One potential disadvantage of social tagging systems is that due to the lack of a centralized vocabulary, a crowd of users may never manage to reach a consensus on the description of resources (e.g., books, users or songs) on the Web. Yet, previous research has provided interesting evidence that the tag distributions of resources may become semantically stable over time as more and more users tag them.
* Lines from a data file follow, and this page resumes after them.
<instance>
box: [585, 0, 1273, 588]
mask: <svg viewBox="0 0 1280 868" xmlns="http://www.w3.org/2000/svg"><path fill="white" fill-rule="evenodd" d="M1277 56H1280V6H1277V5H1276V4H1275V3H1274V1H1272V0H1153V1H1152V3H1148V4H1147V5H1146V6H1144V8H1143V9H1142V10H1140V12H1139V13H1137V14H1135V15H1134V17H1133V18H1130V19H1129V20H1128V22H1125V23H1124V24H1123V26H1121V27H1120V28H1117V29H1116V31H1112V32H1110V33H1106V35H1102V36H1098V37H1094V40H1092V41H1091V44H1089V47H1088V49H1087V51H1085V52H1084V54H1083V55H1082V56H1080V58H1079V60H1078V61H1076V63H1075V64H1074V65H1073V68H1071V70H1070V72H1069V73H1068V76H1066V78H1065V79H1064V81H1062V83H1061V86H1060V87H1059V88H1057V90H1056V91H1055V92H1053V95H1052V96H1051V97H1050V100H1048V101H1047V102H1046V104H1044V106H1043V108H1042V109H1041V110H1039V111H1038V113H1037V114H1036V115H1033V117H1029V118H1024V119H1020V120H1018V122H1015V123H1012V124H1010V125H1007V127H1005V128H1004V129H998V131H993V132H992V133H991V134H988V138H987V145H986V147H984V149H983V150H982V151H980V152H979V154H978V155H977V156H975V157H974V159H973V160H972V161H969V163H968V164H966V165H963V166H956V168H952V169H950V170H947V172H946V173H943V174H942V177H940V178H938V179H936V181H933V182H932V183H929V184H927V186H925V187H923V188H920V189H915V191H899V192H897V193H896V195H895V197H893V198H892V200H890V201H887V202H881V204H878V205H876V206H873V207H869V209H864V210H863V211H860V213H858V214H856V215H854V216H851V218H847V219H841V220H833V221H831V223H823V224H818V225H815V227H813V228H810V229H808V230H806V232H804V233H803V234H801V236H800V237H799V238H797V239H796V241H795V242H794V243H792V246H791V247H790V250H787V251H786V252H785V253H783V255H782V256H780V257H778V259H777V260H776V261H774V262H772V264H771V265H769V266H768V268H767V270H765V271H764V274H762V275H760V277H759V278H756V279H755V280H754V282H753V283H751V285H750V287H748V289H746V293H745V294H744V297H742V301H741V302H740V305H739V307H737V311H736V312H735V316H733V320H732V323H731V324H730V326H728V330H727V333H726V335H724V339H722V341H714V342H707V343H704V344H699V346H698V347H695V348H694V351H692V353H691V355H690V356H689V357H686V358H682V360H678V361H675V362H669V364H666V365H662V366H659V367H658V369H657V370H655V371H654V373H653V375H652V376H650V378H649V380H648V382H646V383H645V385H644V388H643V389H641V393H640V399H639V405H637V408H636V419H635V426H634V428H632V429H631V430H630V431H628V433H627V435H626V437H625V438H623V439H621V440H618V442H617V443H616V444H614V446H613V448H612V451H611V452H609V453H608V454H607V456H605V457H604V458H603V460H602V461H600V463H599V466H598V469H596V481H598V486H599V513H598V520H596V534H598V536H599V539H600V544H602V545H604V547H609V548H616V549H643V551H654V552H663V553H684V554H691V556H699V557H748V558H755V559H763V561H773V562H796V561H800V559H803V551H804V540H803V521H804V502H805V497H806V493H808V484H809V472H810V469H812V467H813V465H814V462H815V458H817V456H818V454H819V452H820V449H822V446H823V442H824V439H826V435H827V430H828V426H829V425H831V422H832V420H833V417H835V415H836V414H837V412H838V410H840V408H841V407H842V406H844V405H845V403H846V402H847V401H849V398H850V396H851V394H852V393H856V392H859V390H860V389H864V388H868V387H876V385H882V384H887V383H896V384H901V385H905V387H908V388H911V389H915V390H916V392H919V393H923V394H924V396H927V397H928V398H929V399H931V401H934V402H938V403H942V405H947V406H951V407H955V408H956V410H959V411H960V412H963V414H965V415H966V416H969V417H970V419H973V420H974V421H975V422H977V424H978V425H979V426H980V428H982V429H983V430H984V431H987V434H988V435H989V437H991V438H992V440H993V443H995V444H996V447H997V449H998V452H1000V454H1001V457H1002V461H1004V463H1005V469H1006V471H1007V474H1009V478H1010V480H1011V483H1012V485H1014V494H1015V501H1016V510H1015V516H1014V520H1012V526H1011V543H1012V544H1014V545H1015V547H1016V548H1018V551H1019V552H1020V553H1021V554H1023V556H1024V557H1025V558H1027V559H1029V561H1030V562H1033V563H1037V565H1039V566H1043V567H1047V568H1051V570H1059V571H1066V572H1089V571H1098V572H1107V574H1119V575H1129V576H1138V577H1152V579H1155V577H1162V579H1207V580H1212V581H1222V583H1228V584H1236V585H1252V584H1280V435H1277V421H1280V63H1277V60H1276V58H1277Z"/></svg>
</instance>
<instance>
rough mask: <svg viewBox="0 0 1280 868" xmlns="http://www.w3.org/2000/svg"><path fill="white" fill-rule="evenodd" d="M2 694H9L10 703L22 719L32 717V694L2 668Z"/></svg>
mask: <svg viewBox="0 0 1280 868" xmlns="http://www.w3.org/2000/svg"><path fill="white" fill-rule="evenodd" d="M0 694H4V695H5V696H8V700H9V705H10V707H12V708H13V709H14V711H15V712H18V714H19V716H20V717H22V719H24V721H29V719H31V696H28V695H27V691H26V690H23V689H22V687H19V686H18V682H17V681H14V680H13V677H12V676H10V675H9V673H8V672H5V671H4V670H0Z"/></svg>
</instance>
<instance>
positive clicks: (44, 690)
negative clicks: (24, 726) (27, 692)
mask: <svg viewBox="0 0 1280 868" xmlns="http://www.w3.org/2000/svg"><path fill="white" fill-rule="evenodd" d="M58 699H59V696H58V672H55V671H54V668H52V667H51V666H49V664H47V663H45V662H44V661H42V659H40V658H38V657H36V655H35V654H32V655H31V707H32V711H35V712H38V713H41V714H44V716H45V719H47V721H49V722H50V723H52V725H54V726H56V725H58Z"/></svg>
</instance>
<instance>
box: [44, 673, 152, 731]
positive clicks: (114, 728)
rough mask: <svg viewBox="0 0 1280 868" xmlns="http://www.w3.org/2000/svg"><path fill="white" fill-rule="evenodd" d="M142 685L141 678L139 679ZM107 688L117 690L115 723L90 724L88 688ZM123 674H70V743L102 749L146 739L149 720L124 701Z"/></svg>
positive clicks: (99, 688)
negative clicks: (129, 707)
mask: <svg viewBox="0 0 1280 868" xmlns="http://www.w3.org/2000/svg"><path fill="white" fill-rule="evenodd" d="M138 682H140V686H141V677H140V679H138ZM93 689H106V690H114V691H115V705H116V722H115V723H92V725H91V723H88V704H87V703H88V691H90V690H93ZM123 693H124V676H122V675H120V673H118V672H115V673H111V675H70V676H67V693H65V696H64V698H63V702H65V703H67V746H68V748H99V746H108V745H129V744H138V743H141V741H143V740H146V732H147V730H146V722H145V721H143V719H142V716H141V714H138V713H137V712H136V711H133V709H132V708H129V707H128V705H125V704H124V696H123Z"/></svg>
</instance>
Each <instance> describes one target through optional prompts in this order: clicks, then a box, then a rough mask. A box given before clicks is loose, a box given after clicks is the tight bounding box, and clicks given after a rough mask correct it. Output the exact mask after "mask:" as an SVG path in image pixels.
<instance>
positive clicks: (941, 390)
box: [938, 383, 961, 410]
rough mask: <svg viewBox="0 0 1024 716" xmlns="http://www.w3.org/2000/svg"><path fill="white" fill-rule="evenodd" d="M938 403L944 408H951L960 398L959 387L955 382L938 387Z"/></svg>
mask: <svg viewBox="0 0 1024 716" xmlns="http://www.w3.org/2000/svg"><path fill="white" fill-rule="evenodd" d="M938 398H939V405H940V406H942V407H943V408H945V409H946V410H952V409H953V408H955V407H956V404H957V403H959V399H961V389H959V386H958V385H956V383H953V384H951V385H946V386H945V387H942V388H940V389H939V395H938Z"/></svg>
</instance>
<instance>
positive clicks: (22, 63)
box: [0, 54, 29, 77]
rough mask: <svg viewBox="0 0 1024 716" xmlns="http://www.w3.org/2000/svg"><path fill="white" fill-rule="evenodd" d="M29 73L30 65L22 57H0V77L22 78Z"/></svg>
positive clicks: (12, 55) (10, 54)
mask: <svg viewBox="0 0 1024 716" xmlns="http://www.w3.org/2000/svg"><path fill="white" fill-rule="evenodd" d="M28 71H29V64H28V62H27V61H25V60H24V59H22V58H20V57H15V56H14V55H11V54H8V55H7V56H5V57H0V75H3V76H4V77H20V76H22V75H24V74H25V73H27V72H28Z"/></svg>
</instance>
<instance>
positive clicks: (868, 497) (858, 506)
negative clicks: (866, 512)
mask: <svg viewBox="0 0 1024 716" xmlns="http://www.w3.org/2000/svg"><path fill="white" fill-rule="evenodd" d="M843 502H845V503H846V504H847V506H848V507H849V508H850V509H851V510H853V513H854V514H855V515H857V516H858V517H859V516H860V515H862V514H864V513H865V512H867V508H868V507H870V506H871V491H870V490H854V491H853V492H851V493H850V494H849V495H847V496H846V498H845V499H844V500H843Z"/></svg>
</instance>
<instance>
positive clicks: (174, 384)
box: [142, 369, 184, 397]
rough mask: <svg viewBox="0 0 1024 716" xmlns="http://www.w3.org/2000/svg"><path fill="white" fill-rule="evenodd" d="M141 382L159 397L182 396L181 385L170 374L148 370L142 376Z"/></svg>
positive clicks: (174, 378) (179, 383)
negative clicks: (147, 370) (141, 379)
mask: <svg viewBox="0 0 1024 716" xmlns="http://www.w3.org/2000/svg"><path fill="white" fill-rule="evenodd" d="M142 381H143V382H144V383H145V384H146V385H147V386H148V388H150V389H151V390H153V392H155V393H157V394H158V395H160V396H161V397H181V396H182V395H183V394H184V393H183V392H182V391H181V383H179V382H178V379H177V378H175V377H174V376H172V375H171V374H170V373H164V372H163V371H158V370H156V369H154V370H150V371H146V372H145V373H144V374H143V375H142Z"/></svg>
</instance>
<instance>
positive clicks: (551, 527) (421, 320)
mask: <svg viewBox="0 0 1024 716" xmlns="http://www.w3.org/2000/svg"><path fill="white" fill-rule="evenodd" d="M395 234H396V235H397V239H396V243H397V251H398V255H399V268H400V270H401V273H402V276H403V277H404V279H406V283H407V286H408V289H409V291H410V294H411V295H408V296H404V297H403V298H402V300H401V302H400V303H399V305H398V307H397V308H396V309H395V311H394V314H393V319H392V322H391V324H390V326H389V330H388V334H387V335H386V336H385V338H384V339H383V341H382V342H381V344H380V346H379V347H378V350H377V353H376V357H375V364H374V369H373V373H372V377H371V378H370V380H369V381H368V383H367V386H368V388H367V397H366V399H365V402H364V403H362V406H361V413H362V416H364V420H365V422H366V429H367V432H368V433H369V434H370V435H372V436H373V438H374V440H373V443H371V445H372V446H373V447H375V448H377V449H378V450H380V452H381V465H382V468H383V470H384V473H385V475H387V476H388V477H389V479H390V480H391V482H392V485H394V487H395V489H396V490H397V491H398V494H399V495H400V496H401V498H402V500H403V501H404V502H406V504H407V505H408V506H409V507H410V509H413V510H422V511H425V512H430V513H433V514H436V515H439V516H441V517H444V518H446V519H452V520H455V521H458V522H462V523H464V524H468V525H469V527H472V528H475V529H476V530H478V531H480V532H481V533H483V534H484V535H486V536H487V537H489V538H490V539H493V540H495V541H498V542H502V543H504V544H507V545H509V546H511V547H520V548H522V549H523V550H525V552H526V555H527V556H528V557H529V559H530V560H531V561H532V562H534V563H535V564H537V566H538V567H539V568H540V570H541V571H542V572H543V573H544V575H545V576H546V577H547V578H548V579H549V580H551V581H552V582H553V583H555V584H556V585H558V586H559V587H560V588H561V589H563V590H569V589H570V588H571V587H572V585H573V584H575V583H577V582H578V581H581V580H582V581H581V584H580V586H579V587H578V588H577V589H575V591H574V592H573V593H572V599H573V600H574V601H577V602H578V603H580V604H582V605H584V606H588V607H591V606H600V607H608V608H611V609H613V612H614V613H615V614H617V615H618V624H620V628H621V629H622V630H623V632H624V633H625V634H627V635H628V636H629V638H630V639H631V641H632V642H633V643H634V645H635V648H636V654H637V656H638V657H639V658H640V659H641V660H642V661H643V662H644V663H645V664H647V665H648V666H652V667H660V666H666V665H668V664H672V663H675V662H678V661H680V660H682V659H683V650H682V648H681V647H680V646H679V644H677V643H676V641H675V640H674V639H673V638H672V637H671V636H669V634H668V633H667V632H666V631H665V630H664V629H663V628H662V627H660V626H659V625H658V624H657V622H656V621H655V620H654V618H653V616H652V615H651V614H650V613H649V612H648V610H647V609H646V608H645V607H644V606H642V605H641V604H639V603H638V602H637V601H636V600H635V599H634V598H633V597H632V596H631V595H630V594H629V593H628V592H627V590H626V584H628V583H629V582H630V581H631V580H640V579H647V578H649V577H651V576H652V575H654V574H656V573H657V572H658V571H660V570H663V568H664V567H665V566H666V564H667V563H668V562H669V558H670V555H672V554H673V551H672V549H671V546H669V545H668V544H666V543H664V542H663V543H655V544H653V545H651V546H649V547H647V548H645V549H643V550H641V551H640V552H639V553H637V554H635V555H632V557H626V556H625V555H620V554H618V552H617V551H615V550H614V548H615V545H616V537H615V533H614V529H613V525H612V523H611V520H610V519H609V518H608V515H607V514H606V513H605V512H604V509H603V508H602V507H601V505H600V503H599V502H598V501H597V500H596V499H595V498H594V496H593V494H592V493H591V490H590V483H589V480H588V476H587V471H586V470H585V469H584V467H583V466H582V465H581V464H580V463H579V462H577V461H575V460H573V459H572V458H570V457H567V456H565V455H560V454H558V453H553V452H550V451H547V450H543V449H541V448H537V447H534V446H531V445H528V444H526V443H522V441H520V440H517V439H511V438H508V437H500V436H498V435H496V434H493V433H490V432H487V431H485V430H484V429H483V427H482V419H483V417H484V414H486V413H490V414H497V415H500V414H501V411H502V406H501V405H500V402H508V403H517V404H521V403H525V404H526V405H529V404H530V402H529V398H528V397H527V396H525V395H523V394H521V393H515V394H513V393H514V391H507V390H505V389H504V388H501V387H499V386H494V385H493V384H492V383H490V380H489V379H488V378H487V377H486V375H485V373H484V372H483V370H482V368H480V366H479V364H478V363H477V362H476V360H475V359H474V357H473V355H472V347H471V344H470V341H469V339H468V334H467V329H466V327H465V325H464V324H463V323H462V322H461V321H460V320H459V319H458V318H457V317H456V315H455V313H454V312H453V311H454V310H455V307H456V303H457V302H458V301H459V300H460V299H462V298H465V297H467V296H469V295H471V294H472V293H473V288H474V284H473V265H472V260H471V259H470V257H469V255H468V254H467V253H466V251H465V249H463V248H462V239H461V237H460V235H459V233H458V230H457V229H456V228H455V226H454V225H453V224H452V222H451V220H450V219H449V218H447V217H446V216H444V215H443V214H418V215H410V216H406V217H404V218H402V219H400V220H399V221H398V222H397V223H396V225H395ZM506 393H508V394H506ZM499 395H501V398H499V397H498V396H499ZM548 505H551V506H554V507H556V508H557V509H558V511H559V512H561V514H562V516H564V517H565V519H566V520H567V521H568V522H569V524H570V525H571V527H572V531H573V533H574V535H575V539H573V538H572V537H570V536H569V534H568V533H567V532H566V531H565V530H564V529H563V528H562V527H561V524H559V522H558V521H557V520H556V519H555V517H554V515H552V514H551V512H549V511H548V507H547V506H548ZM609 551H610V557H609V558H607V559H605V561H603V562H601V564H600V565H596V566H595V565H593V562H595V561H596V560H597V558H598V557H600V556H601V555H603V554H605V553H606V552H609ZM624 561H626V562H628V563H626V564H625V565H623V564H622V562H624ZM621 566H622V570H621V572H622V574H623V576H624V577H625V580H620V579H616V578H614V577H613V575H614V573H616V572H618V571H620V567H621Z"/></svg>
At the same time, previous work has raised an array of new questions such as: (i) How can we assess the semantic stability of social tagging systems in a robust and methodical way? (ii) Does semantic stabilization of tags vary across different social tagging systems and ultimately, (iii) what are the factors that can explain semantic stabilization in such systems? In this work we tackle these questions by (i) presenting a novel and robust method which overcomes a number of limitations in existing methods, (ii) empirically investigating semantic stabilization processes in a wide range of social tagging systems with distinct domains and properties and (iii) detecting potential causes for semantic stabilization, specifically imitation behavior, shared background knowledge and intrinsic properties of natural language. Our results show that tagging streams which are generated by a combination of imitation dynamics and shared background knowledge exhibit faster and higher semantic stability than tagging streams which are generated via imitation dynamics or natural language streams alone.